Chirurgie daarentegen is de enige therapeutische benadering die nuttig is voor het herstellen van de normale bloedstroom in de verstopte halsslagader.

Er zijn twee soorten interventies mogelijk:

  • Endarterectomie . Deze operatie elimineert de atheromateuze plaque en eventuele klonten en residuen, gerelateerd aan respectievelijk trombi en embolie.
    Deze techniek omvat het verwijderen van de intieme en een deel van de tuniek, waarin het atheroma aanwezig is. Het wordt beoefend onder lokale anesthesie, daarom blijft de patiënt bij bewustzijn, door directe incisie langs de voorkant van de nek. De interventieprocedure vereist dat de chirurg eerst de bloedstroom door de halsslagader stopt. Op dat moment kan de arts de halsslagader snijden, openen en de plaque verwijderen. Het incisie-gebied wordt duidelijk geïdentificeerd dankzij de diagnostische instrumenten. Zodra de plaque is verwijderd, wordt het geëlimineerde vaatweefsel vervangen door kunstmatig weefsel of veneus weefsel. Op dit punt is de halsslagader gesloten.
  • Angioplastiek en stent van de halsslagader . De operatie dient om de atheromateuze plaque af te weren, waardoor de normale grootte van het lumen van het carotide-bloedvat opnieuw wordt vastgesteld. Het wordt beoefend onder lokale anesthesie.
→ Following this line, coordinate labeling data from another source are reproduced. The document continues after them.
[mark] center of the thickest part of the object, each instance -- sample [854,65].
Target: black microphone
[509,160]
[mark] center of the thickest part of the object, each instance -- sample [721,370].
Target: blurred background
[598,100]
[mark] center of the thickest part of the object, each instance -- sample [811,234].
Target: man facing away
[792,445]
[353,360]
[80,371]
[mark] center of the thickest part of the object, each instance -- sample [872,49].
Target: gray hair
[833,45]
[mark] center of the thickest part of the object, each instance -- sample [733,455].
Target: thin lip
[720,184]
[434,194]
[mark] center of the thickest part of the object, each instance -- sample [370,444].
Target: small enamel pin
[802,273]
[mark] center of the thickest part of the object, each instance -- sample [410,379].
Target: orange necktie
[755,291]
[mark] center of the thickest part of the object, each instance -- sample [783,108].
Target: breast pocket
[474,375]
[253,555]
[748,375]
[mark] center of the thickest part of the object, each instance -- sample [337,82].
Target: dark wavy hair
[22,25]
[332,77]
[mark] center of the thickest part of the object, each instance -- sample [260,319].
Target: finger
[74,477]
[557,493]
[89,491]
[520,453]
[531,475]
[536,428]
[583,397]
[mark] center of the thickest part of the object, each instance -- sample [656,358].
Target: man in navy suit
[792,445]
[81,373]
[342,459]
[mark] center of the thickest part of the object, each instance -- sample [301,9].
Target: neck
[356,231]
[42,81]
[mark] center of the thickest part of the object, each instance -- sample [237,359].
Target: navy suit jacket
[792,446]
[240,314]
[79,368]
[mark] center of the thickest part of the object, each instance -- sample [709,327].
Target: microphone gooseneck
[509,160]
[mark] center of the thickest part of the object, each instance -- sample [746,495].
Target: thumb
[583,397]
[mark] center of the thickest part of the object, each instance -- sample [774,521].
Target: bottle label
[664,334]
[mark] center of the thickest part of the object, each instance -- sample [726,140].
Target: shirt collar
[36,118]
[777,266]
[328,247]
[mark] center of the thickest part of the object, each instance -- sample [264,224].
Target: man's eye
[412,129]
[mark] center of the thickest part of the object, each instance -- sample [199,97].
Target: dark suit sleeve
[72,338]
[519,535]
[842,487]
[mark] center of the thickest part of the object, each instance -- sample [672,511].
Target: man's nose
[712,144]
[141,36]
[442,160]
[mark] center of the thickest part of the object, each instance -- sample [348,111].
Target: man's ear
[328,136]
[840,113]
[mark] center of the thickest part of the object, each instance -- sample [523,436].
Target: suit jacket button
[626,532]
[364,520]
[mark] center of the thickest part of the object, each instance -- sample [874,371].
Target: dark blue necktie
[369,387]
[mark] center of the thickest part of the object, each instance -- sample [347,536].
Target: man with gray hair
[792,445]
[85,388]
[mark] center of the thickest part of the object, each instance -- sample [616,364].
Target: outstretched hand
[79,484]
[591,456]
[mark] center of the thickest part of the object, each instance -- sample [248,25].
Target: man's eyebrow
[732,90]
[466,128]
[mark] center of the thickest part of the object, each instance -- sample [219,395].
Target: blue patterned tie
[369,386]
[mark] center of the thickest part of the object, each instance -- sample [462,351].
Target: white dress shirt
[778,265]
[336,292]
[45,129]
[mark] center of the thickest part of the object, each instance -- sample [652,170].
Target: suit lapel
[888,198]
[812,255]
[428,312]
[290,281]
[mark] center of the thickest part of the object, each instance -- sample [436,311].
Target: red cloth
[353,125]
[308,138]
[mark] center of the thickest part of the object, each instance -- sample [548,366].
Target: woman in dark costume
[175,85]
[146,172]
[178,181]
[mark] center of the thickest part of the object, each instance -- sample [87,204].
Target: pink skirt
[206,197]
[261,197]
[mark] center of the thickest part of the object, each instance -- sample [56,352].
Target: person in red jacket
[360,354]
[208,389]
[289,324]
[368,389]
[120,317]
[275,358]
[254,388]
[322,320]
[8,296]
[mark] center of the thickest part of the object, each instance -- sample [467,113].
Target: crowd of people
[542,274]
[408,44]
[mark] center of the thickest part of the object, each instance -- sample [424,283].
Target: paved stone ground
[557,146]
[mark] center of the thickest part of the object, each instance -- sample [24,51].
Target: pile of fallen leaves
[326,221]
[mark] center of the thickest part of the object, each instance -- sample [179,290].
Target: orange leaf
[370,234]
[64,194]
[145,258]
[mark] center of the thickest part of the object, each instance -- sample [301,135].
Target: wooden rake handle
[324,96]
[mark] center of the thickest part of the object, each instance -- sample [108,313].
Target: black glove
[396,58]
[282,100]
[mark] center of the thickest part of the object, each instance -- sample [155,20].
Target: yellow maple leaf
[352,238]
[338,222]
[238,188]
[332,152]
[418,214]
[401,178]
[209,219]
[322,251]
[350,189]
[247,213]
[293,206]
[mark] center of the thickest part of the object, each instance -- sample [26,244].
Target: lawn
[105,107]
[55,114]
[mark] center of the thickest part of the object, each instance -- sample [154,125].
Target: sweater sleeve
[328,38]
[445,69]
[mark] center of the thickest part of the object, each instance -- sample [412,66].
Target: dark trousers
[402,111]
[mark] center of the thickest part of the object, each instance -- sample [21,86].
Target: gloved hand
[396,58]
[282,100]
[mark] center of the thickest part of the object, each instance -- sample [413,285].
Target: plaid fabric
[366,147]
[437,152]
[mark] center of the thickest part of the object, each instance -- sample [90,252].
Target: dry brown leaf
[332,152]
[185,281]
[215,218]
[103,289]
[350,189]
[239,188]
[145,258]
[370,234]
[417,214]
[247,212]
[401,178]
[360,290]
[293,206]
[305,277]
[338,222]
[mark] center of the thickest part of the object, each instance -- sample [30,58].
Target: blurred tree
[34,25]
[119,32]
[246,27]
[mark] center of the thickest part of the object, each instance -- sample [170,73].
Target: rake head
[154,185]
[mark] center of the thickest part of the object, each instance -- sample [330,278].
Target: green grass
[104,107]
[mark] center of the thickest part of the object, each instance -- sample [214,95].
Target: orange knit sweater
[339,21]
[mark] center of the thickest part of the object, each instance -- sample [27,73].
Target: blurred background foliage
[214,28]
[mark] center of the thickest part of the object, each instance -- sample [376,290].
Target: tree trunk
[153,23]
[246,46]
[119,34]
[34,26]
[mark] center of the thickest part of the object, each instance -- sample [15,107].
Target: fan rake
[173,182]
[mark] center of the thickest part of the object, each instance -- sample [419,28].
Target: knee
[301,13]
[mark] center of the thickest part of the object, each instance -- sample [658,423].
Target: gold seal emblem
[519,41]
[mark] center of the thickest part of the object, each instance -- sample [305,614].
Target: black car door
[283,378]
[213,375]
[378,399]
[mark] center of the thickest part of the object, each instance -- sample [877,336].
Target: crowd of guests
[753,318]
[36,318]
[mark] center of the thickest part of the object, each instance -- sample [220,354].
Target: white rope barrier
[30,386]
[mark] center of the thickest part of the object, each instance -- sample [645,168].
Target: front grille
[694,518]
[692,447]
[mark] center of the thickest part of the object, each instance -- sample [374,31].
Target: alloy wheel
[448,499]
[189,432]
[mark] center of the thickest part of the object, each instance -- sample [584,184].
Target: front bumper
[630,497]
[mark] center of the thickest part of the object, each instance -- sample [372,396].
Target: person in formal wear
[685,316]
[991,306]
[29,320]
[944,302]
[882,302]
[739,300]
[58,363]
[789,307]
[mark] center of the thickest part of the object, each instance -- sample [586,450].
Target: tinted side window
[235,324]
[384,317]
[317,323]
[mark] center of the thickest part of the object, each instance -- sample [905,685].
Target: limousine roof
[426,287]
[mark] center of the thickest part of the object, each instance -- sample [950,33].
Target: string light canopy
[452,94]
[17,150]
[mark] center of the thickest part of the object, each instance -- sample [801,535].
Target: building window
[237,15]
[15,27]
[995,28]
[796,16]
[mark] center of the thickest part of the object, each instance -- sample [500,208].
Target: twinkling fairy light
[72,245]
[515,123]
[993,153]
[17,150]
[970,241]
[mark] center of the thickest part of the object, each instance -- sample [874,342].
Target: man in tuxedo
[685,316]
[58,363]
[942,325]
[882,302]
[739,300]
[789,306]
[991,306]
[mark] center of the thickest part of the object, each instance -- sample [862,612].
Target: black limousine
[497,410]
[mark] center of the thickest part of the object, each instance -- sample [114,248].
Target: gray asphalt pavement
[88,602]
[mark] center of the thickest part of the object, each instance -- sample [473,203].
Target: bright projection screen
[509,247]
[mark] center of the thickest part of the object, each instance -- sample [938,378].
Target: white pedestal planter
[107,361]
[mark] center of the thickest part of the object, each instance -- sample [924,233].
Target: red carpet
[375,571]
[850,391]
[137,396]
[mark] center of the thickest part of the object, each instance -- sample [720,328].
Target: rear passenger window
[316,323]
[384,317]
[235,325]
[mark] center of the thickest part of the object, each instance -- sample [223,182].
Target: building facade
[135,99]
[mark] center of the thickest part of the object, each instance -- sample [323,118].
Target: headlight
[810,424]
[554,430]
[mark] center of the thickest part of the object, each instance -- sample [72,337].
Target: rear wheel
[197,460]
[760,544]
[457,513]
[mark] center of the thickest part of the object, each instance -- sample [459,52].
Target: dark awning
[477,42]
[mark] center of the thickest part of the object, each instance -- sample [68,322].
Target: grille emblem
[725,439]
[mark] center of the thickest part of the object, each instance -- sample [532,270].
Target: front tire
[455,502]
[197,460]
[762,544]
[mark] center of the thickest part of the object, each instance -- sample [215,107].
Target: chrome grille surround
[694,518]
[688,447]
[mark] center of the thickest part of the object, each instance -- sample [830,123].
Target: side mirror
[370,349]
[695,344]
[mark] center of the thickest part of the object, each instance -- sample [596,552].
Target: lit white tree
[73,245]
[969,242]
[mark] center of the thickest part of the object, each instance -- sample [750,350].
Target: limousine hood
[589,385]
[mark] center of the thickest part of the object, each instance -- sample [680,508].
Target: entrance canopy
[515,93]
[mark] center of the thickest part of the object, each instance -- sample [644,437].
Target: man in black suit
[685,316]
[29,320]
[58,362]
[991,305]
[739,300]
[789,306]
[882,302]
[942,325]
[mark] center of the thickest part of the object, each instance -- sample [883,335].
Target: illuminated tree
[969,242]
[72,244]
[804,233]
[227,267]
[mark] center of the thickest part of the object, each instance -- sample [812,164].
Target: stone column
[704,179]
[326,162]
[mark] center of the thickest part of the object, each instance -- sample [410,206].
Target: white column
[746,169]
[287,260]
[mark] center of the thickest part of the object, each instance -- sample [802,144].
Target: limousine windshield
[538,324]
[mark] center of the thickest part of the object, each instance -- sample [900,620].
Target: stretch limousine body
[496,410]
De vaatchirurg werkt met behulp van twee katheters : de ene is voorzien van een metalen gaas ( stent ) en een andere van een ballon . Door hen in de arteriële bloedsomloop te brengen en het door het atheroma getroffen gebied te bereiken, zorgt de arts ervoor dat de normale diameter van de verstopte halsslagader wordt hersteld door middel van de ballon, en die vergroting wordt gehandhaafd door middel van het metalen gaas. De ballon wordt alleen opgeblazen zodra de katheter in het gebied is gebracht dat door de plaque is aangetast. Later zal het worden verwijderd.

Chirurgie is noodzakelijk wanneer de occlusie van de halsslagader meer dan 70% van het vaatlumen treft. Hetzelfde geldt voor gevallen waarin, hoewel de krimp lager is in percentage, de symptomatologie voorziet in de mogelijkheid van kritieke situaties, zoals TIA, RIND of beroerte. Bij afwezigheid van deze ernstige symptomatische aandoeningen en bij stenosesnelheden van minder dan 70%, is de interventie geen prioriteit. De reden is te wijten aan de extreme delicaatheid van chirurgische operaties waarbij de halsslagader betrokken is. Wanneer de patiënt een vergevorderd stadium van carotisstenose heeft, overschrijden de risico's die gepaard gaan met de operatie niet de risico's die een beroerte zouden kunnen veroorzaken. Daarom is plaque geëlimineerd.